In Node-RED functions - enabling simpler manipulation of 2d JSON data.
In the browser - as above.
A live JavaScript interpreter in the browser that would let users do Jupyter notebook style interactions with browser data.
More stuff to add to the uibuilder backlog I guess!
Having read that discussion I might stay away from a computer on the weekend! It would really make more sense to create a Node-RED.py and not Node.py, i.e. completely build a new visual programming tool (as you suggested in that thread). It's only a pity since the frontend would have to be reimplemented in JS anyway.

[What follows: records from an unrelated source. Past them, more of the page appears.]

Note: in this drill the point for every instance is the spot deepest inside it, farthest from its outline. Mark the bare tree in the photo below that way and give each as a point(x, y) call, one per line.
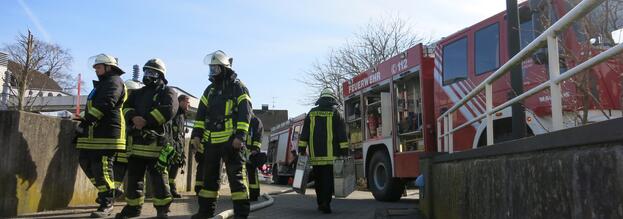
point(33, 56)
point(56, 65)
point(374, 43)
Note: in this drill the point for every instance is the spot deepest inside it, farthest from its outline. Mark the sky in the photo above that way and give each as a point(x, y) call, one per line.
point(273, 42)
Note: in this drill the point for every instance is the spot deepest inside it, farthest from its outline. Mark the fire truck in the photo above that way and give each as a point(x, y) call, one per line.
point(283, 139)
point(391, 109)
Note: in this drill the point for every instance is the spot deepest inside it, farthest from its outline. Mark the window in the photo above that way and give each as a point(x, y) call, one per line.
point(487, 49)
point(455, 61)
point(526, 33)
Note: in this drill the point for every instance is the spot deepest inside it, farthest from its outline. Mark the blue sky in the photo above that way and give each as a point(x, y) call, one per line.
point(273, 42)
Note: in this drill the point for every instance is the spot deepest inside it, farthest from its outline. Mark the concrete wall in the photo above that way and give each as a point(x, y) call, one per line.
point(39, 167)
point(574, 173)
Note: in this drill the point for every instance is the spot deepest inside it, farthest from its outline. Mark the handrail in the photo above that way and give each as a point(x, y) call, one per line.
point(549, 36)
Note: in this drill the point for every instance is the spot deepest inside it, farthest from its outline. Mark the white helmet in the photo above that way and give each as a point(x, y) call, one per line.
point(157, 65)
point(133, 85)
point(218, 58)
point(104, 59)
point(327, 92)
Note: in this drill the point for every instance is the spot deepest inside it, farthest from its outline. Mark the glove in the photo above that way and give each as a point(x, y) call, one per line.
point(166, 155)
point(197, 145)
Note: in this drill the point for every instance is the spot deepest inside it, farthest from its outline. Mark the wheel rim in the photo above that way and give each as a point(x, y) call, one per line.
point(380, 176)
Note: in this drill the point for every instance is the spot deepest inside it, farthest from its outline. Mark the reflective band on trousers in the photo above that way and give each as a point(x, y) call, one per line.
point(135, 202)
point(162, 202)
point(208, 194)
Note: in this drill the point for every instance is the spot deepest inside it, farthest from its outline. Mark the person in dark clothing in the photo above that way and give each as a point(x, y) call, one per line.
point(179, 131)
point(102, 130)
point(252, 149)
point(221, 125)
point(324, 132)
point(151, 109)
point(121, 158)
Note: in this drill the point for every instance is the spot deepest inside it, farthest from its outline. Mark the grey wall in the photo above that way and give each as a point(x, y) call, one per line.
point(574, 173)
point(39, 167)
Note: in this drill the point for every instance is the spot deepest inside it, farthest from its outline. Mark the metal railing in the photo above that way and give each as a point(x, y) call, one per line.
point(549, 36)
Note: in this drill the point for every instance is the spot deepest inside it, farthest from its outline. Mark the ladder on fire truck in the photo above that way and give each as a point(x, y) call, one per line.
point(549, 36)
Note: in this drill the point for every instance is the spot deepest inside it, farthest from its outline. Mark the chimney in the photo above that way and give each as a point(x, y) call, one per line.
point(135, 73)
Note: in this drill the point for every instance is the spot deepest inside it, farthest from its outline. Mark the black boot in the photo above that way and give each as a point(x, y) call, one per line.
point(106, 204)
point(174, 191)
point(103, 210)
point(325, 209)
point(162, 212)
point(206, 208)
point(129, 212)
point(119, 194)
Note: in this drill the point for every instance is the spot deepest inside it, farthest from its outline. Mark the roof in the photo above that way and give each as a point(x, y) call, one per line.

What I was thinking of was a simple head-less python engine for interpreting some of the core nodes based on being sent a flows.json from the frontend. I would do that if there was a) a specific use case with b) a specific limited number of nodes involved, i.e., the core logic nodes. But since I don't have a use-case, the weekend is saved!
How does google sheets do that? They seem to have it down pat. Are you planning to have parallel updates of data by multiple users? Or just one user manipulating the data? O(1) or O(n) headaches!